From Publisher's Weekly
See's engrossing novel set
in remote 19th-century China details the deeply affecting story of lifelong, intimate friends (laotong, or "old sames") Lily
and Snow Flower, their imprisonment by rigid codes of conduct for women and their betrayal by pride and love. While granting
immediacy to Lily's voice, See (Flower Net) adroitly transmits historical background in graceful prose. Her in-depth research
into women's ceremonies and duties in China's rural interior brings fascinating revelations about arranged marriages, women's
inferior status in both their natal and married homes, and the Confucian proverbs and myriad superstitions that informed daily
life. Beginning with a detailed and heartbreaking description of Lily and her sisters' foot binding ("Only through pain will
you have beauty. Only through suffering will you have peace"), the story widens to a vivid portrait of family and village
life.
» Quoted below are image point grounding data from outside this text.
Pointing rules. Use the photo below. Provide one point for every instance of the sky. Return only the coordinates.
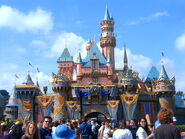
(37, 31)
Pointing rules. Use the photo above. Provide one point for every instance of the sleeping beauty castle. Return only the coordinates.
(99, 90)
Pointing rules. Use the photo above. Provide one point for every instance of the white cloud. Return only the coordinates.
(138, 62)
(168, 63)
(73, 42)
(180, 81)
(149, 18)
(34, 21)
(180, 43)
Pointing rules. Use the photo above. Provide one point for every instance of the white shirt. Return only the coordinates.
(141, 133)
(122, 134)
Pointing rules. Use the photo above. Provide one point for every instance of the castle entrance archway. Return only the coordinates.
(96, 115)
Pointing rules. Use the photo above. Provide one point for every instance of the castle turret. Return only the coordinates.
(107, 40)
(88, 45)
(79, 67)
(110, 67)
(60, 87)
(11, 110)
(125, 60)
(66, 64)
(164, 88)
(26, 93)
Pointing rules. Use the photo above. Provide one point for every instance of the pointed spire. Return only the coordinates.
(37, 84)
(28, 79)
(65, 56)
(79, 59)
(109, 60)
(125, 59)
(107, 15)
(163, 75)
(13, 96)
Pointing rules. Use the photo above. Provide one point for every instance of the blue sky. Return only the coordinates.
(35, 32)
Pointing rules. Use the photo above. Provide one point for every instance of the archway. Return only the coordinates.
(97, 116)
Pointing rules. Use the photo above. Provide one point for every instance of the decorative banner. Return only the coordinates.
(112, 106)
(59, 106)
(45, 101)
(59, 110)
(71, 104)
(129, 102)
(27, 105)
(166, 102)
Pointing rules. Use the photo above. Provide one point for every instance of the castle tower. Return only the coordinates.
(164, 88)
(79, 67)
(107, 40)
(66, 64)
(88, 45)
(125, 60)
(27, 93)
(60, 86)
(11, 110)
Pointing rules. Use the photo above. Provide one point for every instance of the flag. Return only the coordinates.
(162, 54)
(30, 64)
(16, 76)
(38, 69)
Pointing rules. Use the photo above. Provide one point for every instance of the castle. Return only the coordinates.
(100, 90)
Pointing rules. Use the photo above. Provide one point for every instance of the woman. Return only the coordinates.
(143, 131)
(121, 132)
(31, 132)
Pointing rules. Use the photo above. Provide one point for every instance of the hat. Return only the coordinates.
(63, 132)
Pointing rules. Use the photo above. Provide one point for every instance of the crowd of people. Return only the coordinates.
(89, 129)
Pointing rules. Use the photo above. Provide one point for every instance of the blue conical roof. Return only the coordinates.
(153, 74)
(79, 59)
(28, 79)
(107, 15)
(163, 75)
(37, 83)
(65, 56)
(14, 95)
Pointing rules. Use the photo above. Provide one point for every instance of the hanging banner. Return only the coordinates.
(112, 106)
(129, 102)
(72, 106)
(45, 101)
(166, 102)
(59, 107)
(27, 105)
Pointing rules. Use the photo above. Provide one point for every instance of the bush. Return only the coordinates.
(181, 127)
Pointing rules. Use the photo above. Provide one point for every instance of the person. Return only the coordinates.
(85, 129)
(143, 131)
(45, 132)
(104, 132)
(77, 130)
(3, 131)
(133, 128)
(63, 132)
(165, 130)
(31, 131)
(16, 131)
(122, 132)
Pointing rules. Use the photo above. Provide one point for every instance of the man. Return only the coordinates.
(85, 129)
(133, 128)
(165, 130)
(45, 132)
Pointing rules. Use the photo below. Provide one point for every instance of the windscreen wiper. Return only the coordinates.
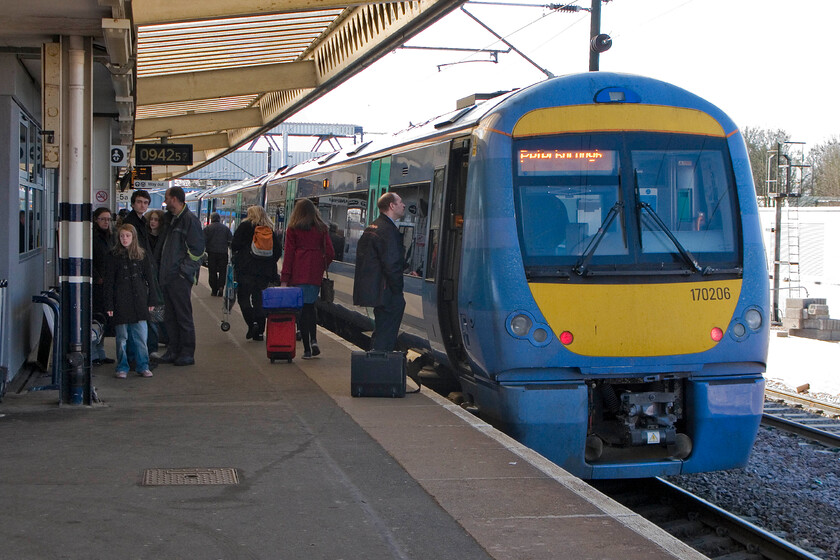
(582, 263)
(686, 255)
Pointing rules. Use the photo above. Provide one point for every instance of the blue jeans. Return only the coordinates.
(135, 335)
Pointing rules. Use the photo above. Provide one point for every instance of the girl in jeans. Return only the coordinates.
(129, 298)
(307, 254)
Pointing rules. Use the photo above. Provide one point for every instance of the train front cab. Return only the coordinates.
(651, 289)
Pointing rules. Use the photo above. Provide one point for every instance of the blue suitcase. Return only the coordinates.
(377, 374)
(282, 299)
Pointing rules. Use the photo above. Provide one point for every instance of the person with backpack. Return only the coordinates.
(308, 253)
(256, 250)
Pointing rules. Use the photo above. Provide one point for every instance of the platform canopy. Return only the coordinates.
(218, 73)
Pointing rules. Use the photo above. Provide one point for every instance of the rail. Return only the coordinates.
(698, 523)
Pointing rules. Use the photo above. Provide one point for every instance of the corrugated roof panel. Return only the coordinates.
(228, 43)
(199, 106)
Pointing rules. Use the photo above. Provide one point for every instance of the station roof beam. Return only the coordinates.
(237, 68)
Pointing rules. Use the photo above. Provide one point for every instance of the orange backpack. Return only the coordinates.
(262, 244)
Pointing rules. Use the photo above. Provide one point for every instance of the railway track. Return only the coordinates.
(705, 527)
(816, 427)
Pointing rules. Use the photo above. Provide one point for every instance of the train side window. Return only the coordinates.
(414, 226)
(435, 223)
(345, 215)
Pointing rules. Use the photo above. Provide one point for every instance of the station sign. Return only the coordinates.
(163, 154)
(119, 156)
(148, 185)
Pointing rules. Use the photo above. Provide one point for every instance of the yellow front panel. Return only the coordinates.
(600, 118)
(638, 320)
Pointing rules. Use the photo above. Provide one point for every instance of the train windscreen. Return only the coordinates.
(631, 201)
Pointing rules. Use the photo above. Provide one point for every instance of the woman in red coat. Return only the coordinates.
(307, 253)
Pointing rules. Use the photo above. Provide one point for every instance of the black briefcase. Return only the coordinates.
(377, 374)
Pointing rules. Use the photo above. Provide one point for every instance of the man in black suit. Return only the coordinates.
(378, 282)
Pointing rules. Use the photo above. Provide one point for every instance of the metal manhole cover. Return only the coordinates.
(189, 477)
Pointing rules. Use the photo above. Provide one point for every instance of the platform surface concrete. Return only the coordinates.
(321, 475)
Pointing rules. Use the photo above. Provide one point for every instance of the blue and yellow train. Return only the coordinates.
(583, 257)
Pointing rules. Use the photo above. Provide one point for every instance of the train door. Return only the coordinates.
(380, 172)
(445, 251)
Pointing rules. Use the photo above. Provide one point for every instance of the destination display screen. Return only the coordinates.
(535, 163)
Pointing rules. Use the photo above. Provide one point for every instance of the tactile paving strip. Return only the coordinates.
(189, 476)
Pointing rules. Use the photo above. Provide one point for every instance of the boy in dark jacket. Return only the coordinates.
(379, 264)
(217, 238)
(253, 273)
(180, 260)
Most impressive is See's incorporation of nu shu, a secret written phonetic code among women—here between Lily
and Snow Flower—that dates back 1,000 years in the southwestern Hunan province ("My writing is soaked with the tears
of my heart,/ An invisible rebellion that no man can see"). As both a suspenseful and poignant story and an absorbing historical
chronicle, this novel has bestseller potential and should become a reading group favorite as well.